Cisco also introduced two AI agents for security. The Triage Agent reviews, prioritises, and explains alerts, even in rare or low-volume cases. The Malware Reversal Agent analyses malicious scripts line by line, extracts indicators of compromise, highlights evasion techniques, and groups recurring behaviours.
Agentic AI for observability
Also during .conf25, Cisco highlighted new agentic AI features in Splunk Observability. The updates bring together data from different environments and use AI agents across the full incident response lifecycle, with monitoring of both performance and quality.
One addition is AI Troubleshooting Agents, available in Splunk Observability Cloud and Splunk AppDynamics. They review incidents and surface potential root causes.
There is also a focus on observability for AI itself. The AI Agent Monitoring capability tracks the quality, security, and cost of LLMs and AI agents to check whether models are working as intended and at acceptable cost.
“Whenever there’s an incident, the first question is usually, ‘Is it a denial-of-service attack? Did someone hack the network?’ In almost every case, 99.99% of the time, it turns out to be something else such as a misconfigured database or a cache overrun.
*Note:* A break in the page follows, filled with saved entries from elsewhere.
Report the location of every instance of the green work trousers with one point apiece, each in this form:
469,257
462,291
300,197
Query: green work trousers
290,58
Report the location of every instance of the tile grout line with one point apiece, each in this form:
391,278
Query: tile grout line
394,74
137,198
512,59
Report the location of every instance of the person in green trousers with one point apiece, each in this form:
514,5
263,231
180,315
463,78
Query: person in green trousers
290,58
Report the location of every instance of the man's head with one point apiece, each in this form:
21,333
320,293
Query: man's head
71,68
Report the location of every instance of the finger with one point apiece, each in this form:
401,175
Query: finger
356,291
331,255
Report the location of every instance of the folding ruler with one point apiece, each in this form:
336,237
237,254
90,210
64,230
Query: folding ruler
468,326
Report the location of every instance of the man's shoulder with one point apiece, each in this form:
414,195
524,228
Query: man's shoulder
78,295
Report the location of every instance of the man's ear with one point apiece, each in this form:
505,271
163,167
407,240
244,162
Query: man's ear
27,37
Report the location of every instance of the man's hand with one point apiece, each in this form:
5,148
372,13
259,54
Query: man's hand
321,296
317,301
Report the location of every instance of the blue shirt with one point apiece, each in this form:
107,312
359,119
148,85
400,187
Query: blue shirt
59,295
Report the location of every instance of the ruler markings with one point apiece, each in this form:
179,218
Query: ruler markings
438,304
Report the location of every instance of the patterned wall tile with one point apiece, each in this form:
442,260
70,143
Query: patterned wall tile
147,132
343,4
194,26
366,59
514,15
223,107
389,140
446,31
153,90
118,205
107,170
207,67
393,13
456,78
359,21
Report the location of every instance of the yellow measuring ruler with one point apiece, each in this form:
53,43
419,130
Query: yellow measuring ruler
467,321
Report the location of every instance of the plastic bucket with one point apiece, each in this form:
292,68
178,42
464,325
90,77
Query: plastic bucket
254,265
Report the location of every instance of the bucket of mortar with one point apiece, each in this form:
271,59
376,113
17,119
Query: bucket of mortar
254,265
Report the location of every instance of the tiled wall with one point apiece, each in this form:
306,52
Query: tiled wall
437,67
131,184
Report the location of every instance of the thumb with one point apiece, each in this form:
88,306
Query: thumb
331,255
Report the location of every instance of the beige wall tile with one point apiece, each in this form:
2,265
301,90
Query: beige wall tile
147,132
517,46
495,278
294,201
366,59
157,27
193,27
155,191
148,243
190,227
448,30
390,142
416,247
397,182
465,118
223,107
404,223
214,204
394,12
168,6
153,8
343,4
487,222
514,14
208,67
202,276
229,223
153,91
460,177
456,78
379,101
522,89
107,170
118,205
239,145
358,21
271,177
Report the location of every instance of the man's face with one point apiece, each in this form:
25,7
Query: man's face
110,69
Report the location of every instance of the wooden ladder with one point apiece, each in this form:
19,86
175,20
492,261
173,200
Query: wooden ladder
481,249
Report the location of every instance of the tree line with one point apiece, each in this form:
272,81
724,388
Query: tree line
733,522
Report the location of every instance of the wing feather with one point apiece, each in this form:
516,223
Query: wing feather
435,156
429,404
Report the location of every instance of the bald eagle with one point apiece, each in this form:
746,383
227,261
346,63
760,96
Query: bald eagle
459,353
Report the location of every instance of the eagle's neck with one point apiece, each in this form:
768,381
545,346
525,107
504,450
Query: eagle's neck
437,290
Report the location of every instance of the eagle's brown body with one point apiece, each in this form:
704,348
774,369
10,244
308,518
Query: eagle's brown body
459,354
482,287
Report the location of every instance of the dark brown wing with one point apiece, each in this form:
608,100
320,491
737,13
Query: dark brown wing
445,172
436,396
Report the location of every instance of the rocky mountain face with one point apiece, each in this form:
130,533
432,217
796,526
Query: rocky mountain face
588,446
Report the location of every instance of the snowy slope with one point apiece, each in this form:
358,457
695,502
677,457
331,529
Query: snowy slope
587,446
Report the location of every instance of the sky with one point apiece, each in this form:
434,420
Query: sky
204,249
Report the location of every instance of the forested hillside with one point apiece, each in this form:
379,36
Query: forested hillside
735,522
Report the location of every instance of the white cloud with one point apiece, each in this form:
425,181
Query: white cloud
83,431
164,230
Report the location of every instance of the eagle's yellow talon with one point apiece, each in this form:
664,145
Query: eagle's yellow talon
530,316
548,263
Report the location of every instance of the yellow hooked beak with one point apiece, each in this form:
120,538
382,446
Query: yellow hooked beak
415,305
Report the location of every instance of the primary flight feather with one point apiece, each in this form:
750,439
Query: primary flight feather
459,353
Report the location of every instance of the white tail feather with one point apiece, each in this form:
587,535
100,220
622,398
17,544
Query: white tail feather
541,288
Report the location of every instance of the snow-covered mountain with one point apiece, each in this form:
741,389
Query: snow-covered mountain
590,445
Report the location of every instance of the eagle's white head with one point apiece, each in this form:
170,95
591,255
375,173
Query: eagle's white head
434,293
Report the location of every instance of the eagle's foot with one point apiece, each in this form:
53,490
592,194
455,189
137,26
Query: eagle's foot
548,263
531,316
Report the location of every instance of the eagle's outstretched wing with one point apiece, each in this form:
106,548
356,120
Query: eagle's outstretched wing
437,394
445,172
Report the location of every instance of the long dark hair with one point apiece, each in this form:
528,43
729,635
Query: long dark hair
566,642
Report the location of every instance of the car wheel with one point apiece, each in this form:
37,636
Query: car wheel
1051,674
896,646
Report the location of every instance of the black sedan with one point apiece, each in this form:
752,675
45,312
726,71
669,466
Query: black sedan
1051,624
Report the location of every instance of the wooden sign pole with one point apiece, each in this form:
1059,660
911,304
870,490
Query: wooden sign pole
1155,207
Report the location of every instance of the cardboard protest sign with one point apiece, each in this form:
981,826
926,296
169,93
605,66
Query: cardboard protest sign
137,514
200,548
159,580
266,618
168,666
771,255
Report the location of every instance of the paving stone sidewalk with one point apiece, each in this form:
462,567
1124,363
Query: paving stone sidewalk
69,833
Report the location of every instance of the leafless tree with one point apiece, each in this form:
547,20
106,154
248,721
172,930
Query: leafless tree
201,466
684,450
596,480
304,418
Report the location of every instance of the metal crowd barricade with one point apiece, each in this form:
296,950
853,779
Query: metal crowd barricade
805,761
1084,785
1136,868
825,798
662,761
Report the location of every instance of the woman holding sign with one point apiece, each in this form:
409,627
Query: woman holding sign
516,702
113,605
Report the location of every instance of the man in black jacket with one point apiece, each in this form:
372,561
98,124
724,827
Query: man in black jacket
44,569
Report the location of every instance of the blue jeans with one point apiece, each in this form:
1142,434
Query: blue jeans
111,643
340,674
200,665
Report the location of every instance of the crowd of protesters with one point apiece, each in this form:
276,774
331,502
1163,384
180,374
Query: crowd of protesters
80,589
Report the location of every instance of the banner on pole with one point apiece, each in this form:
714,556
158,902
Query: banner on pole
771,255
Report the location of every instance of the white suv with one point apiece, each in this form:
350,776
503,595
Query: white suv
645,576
Occasionally it’s a security issue. The difficulty is that the data sits in different tools and silos. What we’re doing is providing a correlated data platform that spans observability, networks, Cisco ThousandEyes, and both external and internal security, so teams can see the full picture,” Hathi explained.
Investing in innovation
Patel said one reason the combination of Cisco and Splunk has worked is that many leaders in the two companies already knew each other and had worked together in the past.
“When do these acquisitions fail? They fail for a few reasons. They fail when there’s a cultural mismatch. They fail when there isn’t product synergy. They fail when there’s product overlap. We didn’t face any of those,” he remarked.
Patel also gave a preview of how the products will evolve.
“As the products are integrated, you’ll see a common design system, a common platform, and a common way for them to exchange data. There will be a shared data platform across the company. All of those elements will be fully integrated. We will keep the Splunk brand, because it has strong equity in the market and there’s no reason to change that,” Patel said.